Word tf d1 tf d2 tf d3 IDF tf-idfd1 tf-idfd2 tf-idfd3
music 0.2 0.25 0.11 0 0 0 0
is 0.2 0.25 0.11 0 0 0 0
a 0.2 0.25 0.11 0 0 0 0
universal 0.2 0 0.11 0.176 0.035 0 0.019
langauge 0.2 0 0 0.477 0.095 0 0
miracle 0 0.25 0 0.477 0 0.119 0
of 0 0 0.11 0.477 0 0 0.052
the 0 0 0.11 0.477 0 0 0.052
feature 0 0 0.11 0.477 0 0 0.052
experience 0 0 0.11 0.477 0 0 0.052
human 0 0 0.11 0.477 0 0 0.052
Document tf-idf vector
d1 [0, 0, 0, 0.035, 0.095, 0, 0, 0, 0, 0, 0]
d2 [0, 0, 0, 0, 0, 0.119, 0, 0, 0, 0, 0]
d3 [0, 0, 0, 0.019, 0, 0, 0.052, 0.052, 0.052, 0.052, 0.052]

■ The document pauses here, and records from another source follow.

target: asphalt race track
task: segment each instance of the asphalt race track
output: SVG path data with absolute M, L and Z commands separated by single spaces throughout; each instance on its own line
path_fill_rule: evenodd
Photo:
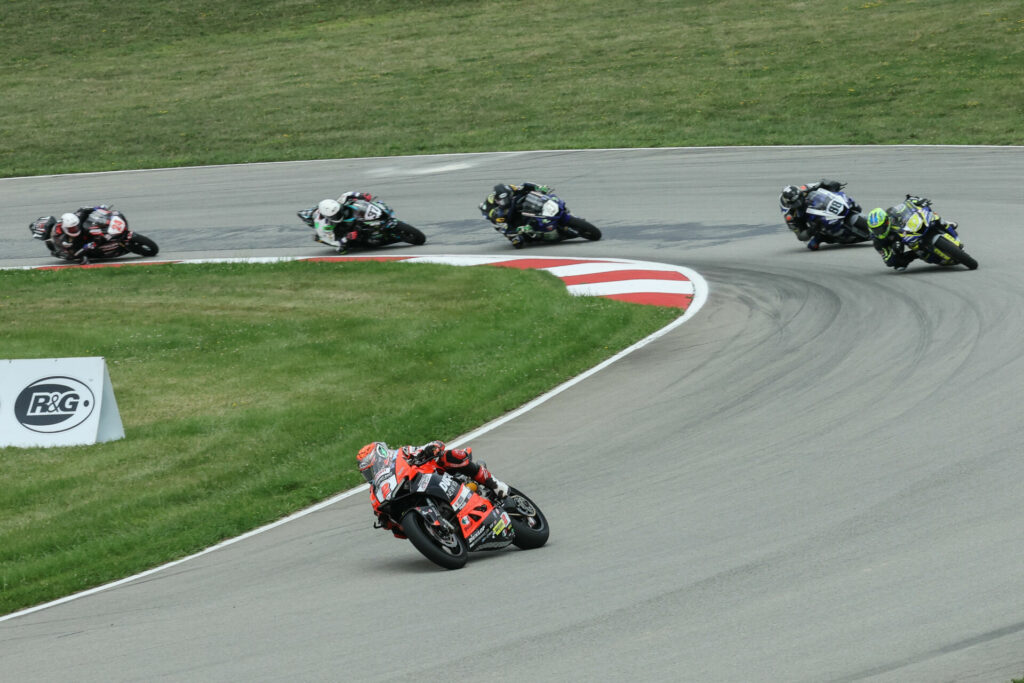
M 821 176 L 865 211 L 931 197 L 981 267 L 807 251 L 777 196 Z M 440 570 L 373 529 L 359 494 L 0 623 L 0 679 L 1024 676 L 1022 178 L 1024 147 L 791 147 L 0 180 L 0 265 L 51 262 L 29 221 L 100 201 L 161 257 L 330 255 L 295 211 L 350 188 L 428 236 L 388 253 L 512 254 L 476 205 L 530 179 L 605 232 L 536 254 L 681 264 L 711 290 L 683 326 L 473 441 L 544 508 L 544 548 Z

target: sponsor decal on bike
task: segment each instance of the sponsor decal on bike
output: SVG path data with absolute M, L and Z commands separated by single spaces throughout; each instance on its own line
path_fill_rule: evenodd
M 468 486 L 463 486 L 459 492 L 459 495 L 456 496 L 454 501 L 452 501 L 452 507 L 456 510 L 462 510 L 469 501 L 469 497 L 472 495 L 473 492 L 470 490 Z
M 72 377 L 46 377 L 22 389 L 14 418 L 26 429 L 44 434 L 74 429 L 96 405 L 92 389 Z

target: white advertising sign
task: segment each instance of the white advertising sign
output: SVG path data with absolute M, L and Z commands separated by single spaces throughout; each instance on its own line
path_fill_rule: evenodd
M 0 446 L 83 445 L 124 436 L 103 358 L 0 359 Z

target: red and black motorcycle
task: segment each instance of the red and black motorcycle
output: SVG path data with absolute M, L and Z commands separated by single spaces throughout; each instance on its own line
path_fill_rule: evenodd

Let us calculate the document similarity w.r.t d3 -

Jaccard Distance between d1 and d3 -

J(d1, d3) = 4/14
              = 0.286

Jaccard Distance between d2 and d3 -

J(d2, d3) = 3/13
              = 0.231

Euclidean Distance between d1 and d3 using relative term frequency values -

E(d1, d3) = sqrt[ (0.2 - 0.11)^2 + (0.2 - 0.11)^2 + (0.2 - 0.11)^2 + (0.2 - 0.11)^2 + 0 + 0 + (0 - 0.11)^2 + (0 - 0.11)^2 + (0 - 0.11)^2 + (0 - 0.11)^2 + (0 - 0.11)^2]
              = sqrt[ 0.0081 + 0.0081 + 0.0081 + 0.0081 + 0.012 + 0.012 + 0.012 + 0.012 + 0.012]
              = sqrt(0.0924)
              = 0.303

Euclidean Distance between d2 and d3 using relative term frequency values -

E(d2, d3) = sqrt[ (0.25 - 0.11)^2 + (0.25 - 0.11)^2 + (0.25 - 0.11)^2 + (0 - 0.11)^2 + 0 + (0.25 - 0)^2 + (0 - 0.11)^2 + (0 - 0.11)^2 + (0 - 0.11)^2 + (0 - 0.11)^2 + (0 - 0.11)^2]
              = sqrt[ 0.0196 + 0.0196 + 0.0196 + 0.012 + 0.0625 + 0.012 + 0.012 + 0.012 + 0.012 + 0.012]
              = sqrt(0.1933)
              = 0.439

Cosine similarity between d1 and d3 -

num = [0, 0, 0, 0.035, 0.095, 0, 0, 0, 0, 0, 0] * [0, 0, 0, 0.019, 0, 0, 0.052, 0.052, 0.052, 0.052, 0.052]
    = 0*0 + 0*0 + 0*0 + 0.035*0.019 + 0.095*0 + 0*0 + 0*0.052 + 0*0.052 + 0*0.052 + 0*0.052 + 0*0.052 
    = 0.000665
    
den = sqrt[0 + 0 + 0 + 0.0012 + 0.009 + 0 + 0 + 0 + 0 + 0 + 0] * sqrt[0 + 0 + 0 + 0.0003 + 0 + 0 + 0.0027 + 0.0027 + 0.0027 + 0.0027 + 0.0027]
    = 0.0102 + 0.0138
    = 0.024
    
cosθ = 0.000665 / 0.024
     = 0.028

Cosine similarity between d2 and d3 -

num = [0, 0, 0, 0, 0, 0.119, 0, 0, 0, 0, 0] * [0, 0, 0, 0.019, 0, 0, 0.052, 0.052, 0.052, 0.052, 0.052]
    = 0*0 + 0*0 + 0*0 + 0*0.019 + 0*0 + 0.119*0 + 0*0.052 + 0*0.052 + 0*0.052 + 0*0.052 + 0*0.052 
    = 0

Thus,
cosθ = 0

Thus, it can be concluded that d1 and d3 have greater Cosine Similarity as is intuitive.

Note:

  • In this example, the most accurate Document Similarity is provided by Cosine Similarity.
  • Meanwhile, Jaccard Distance is fairly accurate as it states that the document pair d1 and d3 are more similar as compared to d2 and d3.
  • Euclidean Distance, on the other hand, makes a wrong conclusion altogether as the document similarity for the document pair d2 and d3 is greater than d1 and d3.